At least one of max_records or max_bytes should be specified for splitting to have any effect.

Oversize group policies

  • warn (default) – log a warning and allow the oversized file.
  • error – stop the pipeline.
  • allow – silently allow the oversized file.

When group_key is set, the split point is the first group boundary after the threshold is reached (greedy). Without group_key, files are split at the exact limit.

Streaming writes under fused Merge.interleave

When a single Output sits directly downstream of a Merge whose mode is interleave and whose every direct predecessor is a Source, the executor takes a streaming path: a bounded tokio::sync::mpsc::channel connects the Merge arm to the writer task, and Writer::write_record fires per record as Merge emits, concurrent with Merge production.

The buffered alternative — which still runs for every other Output topology — waits until the Merge arm has accumulated every record before invoking the writer. With a slow upstream Source that defeats the live back-pressure the Merge.interleave fusion provides at the Source-channel layer: each record sits in node_buffers[merge] until the slow Source finishes.

Topology

- type: source
  name: src_a
  config: { type: csv, path: a.csv, schema: ... }
- type: source
  name: src_b
  config: { type: csv, path: b.csv, schema: ... }
- type: merge
  name: merged
  inputs: [src_a, src_b]
  config:
    mode: interleave        # required
- type: output
  name: out
  input: merged
  config:
    name: out
    type: csv
    path: out.csv

The streaming path is selected automatically — there is no opt-in setting. Pipelines that don’t match the topology keep the buffered path.

Eligibility

Every condition must hold for the streaming path to engage; if any fails, the buffered path runs:

  • The Output has exactly one incoming edge, and that predecessor is a Merge with mode: interleave.
  • Every direct predecessor of that Merge is a Source (same predicate the fused Merge.interleave arm uses for its live tokio::select!).
  • The Merge has no other downstream consumer besides this one Output (no fan-out).
  • The Output is not in the init-phase ancestor closure.
  • The OutputConfig has no split: block — splitting writers manage their own file rotation lifecycle.
  • The writer is registered in the single-file writer registry (not fan_out_per_source_file).
  • No Source in the pipeline declares a correlation key — the correlation-buffered output path defers writes to CorrelationCommit and is incompatible with per-record write.

Back-pressure flow

Under the streaming path, back-pressure flows end-to-end:

writer slow → mpsc::Sender::send().await yields
             → Merge arm yields
             → Source mpsc::Receiver fills
             → Source ingest task blocks on send

The bounded handoff channel between Merge and Output (256 slots) and the existing per-Source ingest channels (issue #67) form a single pace-bound chain from the underlying Write sink back to the source reader.
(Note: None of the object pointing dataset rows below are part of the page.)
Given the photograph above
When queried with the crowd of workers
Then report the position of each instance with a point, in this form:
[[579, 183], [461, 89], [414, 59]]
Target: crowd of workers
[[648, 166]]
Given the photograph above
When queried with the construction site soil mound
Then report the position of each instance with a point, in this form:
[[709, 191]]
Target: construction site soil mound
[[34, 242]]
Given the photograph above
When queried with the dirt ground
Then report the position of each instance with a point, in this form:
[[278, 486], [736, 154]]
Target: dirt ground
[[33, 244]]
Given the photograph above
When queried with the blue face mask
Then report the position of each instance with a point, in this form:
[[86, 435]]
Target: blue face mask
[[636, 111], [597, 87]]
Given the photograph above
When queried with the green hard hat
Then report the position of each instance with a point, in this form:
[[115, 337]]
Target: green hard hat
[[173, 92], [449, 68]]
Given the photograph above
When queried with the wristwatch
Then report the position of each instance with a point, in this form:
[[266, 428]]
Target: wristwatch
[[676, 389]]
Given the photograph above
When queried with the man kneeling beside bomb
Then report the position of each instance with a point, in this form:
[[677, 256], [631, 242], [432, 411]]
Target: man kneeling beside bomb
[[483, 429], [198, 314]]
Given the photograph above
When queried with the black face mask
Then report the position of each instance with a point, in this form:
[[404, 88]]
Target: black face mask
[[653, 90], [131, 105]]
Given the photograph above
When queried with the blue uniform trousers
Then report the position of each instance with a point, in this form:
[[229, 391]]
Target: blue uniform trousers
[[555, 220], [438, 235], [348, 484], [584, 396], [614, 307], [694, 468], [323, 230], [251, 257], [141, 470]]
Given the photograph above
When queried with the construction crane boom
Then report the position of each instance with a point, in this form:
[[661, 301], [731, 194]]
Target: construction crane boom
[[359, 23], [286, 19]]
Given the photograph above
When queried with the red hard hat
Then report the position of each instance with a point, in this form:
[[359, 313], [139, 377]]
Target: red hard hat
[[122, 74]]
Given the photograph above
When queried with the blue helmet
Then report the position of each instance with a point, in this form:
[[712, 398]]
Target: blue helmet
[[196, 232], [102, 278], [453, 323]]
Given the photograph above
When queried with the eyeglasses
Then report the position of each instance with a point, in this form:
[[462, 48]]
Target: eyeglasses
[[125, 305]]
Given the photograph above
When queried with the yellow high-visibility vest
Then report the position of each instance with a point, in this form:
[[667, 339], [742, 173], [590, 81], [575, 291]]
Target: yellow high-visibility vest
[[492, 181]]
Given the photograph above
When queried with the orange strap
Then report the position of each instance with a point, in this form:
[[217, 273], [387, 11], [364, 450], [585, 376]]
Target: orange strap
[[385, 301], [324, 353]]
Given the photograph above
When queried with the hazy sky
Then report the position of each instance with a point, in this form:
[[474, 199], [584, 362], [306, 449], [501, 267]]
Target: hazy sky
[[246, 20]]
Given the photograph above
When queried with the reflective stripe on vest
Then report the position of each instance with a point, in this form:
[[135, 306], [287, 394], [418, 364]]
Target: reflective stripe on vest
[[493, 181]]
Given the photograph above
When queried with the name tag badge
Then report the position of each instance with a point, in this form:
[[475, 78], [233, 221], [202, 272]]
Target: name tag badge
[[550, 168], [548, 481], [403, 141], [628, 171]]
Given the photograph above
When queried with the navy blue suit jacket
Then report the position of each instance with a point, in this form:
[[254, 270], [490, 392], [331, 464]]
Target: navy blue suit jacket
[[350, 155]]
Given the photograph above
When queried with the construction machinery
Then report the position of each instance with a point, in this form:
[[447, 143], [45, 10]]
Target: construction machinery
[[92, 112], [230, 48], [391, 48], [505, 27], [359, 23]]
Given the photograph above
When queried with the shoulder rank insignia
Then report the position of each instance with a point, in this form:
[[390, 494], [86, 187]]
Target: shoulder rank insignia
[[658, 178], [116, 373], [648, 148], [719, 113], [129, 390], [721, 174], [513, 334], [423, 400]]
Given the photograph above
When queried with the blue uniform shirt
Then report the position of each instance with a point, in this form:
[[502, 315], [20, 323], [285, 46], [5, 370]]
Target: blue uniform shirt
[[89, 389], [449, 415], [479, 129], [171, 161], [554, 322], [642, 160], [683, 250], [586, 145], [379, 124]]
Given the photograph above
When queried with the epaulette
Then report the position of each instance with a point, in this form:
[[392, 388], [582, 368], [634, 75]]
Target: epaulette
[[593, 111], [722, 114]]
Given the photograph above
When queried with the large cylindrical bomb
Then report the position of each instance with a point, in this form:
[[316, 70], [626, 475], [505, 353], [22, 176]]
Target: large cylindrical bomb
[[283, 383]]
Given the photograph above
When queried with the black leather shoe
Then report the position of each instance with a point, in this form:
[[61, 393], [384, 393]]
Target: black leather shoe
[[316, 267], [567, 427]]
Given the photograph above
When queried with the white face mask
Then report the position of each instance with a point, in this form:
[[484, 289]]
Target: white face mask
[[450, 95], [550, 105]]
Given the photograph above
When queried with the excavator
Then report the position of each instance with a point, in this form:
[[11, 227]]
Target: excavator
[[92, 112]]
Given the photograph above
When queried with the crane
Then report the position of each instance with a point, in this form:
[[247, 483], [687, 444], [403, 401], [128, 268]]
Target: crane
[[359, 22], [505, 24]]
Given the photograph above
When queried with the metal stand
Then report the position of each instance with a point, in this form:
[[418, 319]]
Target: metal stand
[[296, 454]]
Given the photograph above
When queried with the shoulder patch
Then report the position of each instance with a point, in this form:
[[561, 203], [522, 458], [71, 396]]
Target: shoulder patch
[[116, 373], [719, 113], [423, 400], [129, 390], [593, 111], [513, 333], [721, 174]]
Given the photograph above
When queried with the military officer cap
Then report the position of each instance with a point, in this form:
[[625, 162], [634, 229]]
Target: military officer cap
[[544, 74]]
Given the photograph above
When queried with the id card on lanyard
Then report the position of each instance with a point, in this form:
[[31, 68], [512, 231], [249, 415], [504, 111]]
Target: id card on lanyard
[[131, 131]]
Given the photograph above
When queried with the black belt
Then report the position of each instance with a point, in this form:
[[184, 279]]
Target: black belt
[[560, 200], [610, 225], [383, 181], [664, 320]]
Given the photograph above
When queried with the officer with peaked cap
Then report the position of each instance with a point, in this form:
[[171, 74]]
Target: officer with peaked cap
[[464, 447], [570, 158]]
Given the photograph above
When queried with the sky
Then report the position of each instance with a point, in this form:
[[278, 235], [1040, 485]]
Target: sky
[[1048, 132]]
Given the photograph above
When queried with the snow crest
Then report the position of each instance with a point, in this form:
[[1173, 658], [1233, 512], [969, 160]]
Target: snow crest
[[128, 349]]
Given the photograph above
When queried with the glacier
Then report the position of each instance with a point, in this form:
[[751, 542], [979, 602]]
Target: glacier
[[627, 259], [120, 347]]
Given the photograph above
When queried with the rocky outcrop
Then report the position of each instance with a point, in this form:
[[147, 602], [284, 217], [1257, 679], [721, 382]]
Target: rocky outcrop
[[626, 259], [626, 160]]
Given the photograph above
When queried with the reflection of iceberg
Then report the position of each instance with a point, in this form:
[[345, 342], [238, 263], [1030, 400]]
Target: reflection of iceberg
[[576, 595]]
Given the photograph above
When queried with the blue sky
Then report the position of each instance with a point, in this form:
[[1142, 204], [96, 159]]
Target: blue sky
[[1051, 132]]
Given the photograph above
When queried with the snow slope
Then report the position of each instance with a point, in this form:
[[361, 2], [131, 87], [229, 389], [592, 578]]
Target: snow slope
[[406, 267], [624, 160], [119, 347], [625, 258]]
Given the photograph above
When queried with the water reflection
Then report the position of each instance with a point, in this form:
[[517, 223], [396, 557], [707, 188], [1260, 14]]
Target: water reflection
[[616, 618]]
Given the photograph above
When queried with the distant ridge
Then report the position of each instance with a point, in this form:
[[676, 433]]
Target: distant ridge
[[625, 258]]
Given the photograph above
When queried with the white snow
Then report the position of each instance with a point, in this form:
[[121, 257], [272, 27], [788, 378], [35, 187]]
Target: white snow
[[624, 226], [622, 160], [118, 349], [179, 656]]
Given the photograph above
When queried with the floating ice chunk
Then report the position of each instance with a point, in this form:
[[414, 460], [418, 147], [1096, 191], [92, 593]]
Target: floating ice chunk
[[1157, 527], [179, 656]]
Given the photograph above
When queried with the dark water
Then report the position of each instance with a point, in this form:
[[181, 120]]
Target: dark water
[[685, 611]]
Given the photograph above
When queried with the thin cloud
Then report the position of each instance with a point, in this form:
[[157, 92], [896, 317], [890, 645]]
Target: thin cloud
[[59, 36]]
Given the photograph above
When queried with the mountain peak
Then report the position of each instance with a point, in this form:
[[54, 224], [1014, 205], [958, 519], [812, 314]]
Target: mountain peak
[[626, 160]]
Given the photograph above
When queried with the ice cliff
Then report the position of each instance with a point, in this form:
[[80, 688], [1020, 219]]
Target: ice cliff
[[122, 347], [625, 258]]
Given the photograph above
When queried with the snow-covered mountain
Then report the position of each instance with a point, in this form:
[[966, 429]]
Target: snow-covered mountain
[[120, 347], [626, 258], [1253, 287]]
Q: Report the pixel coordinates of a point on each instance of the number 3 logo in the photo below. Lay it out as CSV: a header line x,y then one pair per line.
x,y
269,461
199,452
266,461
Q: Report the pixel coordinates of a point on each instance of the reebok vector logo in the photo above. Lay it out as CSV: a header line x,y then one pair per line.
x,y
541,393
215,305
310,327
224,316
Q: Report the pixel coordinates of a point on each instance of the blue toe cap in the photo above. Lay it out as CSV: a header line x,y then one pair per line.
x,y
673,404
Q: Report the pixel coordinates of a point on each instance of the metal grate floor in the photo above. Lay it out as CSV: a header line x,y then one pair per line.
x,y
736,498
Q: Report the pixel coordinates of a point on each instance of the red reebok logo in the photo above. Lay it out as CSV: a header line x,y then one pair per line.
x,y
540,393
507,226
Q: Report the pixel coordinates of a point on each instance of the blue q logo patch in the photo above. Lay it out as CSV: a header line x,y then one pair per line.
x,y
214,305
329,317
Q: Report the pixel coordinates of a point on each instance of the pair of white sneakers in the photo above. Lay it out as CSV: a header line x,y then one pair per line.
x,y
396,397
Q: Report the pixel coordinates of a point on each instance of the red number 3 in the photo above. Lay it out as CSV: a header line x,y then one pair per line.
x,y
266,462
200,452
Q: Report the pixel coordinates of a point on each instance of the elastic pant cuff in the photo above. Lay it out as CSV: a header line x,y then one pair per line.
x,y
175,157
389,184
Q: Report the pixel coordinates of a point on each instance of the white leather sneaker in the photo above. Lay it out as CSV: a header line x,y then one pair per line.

A slow file system, a saturated network sink, or a deliberately-paced writer no longer accumulates records in pipeline-internal Vecs; the upstream readers slow down to match.

Counter semantics

Counter behavior under the streaming path matches the buffered Output arm exactly: records_written increments once per Writer::write_record call, ok_count counts distinct source row_nums reaching the Output, and dlq_count is unaffected (DLQ entries originate upstream). Stage metrics (SchemaScan, Write, Projection) accumulate into the same fields the buffered path uses; the dispatcher folds the streaming task’s per-task accounting back into the run-wide totals at end of DAG.

Complete example

- type: output
  name: department_reports
  input: enriched_employees
  config:
    name: department_reports
    type: csv
    path: "./output/employees.csv"
    mapping:
      "Employee ID": "employee_id"
      "Full Name": "display_name"
      "Department": "department"
      "Annual Salary": "salary"
    exclude: [internal_flags]
    include_header: true
    sort_order:
      - { field: "department", order: asc }
      - { field: "display_name", order: asc }
    split:
      max_records: 5000
      group_key: "department"
      naming: "employees_{seq:03}.csv"
      repeat_header: true